I wasn’t prepared for the level of emotion this production was going to make me feel. I came out of the theatre a little bit drained, I won’t lie, from just how powerful this piece is. One man bringing to life four very different characters, all dealing with the effects of the same tragic event, as well as the difficulties of their own everyday-lives.
Sally Lewis’s script is stunningly intelligent, subtle, and relentlessly real piece of writing. Her sense of language and how language creates and differentiates character in drama is gorgeous and clearly the work of a master in the art. She pumps huge emotional weight into simple lines of dialogue through the pure honesty of her writing, and in doing so confronts issues and ideas that some might rather avoid with an unabashed but gentle instance that we can’t help but give into. It is one of the most incredible scripts I’ve seen in my four years of coming up here and one that only an actor like Neil Gwynne could do justice to.

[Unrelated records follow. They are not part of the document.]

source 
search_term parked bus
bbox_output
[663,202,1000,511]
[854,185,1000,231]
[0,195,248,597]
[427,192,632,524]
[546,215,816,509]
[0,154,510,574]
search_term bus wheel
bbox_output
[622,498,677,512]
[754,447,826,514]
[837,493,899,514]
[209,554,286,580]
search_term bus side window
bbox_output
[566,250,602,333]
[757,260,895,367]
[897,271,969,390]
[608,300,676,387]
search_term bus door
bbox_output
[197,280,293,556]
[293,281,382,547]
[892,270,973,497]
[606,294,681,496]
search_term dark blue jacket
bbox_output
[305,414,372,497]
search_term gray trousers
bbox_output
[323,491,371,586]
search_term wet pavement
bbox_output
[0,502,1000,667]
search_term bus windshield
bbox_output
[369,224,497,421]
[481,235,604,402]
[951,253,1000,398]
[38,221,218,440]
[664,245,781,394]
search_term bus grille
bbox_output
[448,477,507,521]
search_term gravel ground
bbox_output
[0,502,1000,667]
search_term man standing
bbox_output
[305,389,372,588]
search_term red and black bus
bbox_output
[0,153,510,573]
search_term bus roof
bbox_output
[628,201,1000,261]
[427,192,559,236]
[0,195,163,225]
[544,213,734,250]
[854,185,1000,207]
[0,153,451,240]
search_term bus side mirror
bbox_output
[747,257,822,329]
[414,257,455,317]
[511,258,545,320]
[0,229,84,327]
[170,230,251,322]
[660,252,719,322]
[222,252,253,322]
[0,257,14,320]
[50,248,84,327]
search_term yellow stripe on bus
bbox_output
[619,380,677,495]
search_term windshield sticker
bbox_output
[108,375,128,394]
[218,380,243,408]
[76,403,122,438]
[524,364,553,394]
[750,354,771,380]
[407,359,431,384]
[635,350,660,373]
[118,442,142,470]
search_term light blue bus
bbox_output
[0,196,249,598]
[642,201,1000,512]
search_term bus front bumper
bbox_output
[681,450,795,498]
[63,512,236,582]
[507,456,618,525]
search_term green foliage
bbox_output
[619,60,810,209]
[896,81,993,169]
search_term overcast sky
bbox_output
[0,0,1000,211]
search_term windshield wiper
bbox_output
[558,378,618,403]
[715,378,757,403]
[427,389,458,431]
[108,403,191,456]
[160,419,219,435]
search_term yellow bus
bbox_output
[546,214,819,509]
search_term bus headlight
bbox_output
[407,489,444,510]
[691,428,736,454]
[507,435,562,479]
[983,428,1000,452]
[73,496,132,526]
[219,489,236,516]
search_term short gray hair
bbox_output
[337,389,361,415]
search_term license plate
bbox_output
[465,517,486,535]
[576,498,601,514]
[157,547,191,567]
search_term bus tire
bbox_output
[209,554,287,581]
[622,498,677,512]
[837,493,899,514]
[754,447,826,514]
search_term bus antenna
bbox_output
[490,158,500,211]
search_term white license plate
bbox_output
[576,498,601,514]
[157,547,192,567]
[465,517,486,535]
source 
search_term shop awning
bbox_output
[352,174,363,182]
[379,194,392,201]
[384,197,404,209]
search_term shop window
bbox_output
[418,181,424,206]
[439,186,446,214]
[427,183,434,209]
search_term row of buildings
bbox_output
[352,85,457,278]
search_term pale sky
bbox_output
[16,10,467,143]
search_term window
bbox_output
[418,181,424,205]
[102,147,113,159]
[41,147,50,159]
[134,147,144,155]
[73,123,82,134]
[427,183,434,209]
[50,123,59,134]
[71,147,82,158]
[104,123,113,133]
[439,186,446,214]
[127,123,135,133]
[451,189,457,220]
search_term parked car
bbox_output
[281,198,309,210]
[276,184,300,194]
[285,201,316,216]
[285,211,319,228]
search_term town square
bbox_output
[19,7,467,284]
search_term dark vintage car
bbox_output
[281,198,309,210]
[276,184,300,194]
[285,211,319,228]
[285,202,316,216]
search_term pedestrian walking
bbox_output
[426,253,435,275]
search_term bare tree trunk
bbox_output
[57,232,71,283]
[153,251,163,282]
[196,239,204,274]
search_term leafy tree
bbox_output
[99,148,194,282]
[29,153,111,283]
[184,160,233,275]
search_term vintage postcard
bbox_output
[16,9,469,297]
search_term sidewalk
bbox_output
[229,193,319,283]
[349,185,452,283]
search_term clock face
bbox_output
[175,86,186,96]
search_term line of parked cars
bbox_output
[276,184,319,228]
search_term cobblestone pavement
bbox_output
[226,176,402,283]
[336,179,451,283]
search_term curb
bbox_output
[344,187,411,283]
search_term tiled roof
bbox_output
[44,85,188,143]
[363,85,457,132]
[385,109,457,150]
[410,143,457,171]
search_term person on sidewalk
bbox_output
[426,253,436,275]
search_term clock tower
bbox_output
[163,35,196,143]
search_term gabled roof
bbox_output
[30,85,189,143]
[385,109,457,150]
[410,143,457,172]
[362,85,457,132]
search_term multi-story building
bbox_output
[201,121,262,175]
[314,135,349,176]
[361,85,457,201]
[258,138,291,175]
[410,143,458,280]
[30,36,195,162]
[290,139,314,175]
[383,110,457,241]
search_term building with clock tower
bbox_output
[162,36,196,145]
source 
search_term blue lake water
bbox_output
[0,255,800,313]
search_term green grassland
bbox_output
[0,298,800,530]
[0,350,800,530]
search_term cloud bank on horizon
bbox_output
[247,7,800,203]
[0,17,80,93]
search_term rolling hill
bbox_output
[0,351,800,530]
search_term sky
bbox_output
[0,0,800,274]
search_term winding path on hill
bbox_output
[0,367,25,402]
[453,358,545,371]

Gwynne is a performer of near indescribable depth of talent, and for this play delivers what is, I’m fairly certain, the finest acting from a single performer I’ve seen this Fringe. Everything from voice down the most minute bit of body language is so distinct with each character that the audience knows exactly who they’re about to hear from before a new line has even been uttered. This, added to the heart-rending sincerity and emotional punch with which Gwynne portrays these characters, makes for truly beautiful piece of theatre with an untold number of complex dimensions to that beauty. I still find myself a little stunned thinking back on just how incredible his performance was.
The staging choices, though amongst the most simple I’ve seen, are so effective in that simplicity that they, along with most aspects of this production, are up there with the best I’ve seen at the Fringe, and in the theatre generally.
This is amongst my top picks of this year’s Fringe, and another of my ‘must-see’ performances from anyone who’ll be here before the 18th. I wish this show were running for the whole Fringe, the more people that see this production the better. Benet Catty has directed an incredible production is the play that stays with you and, if my intuition is correct, stays with you for a while.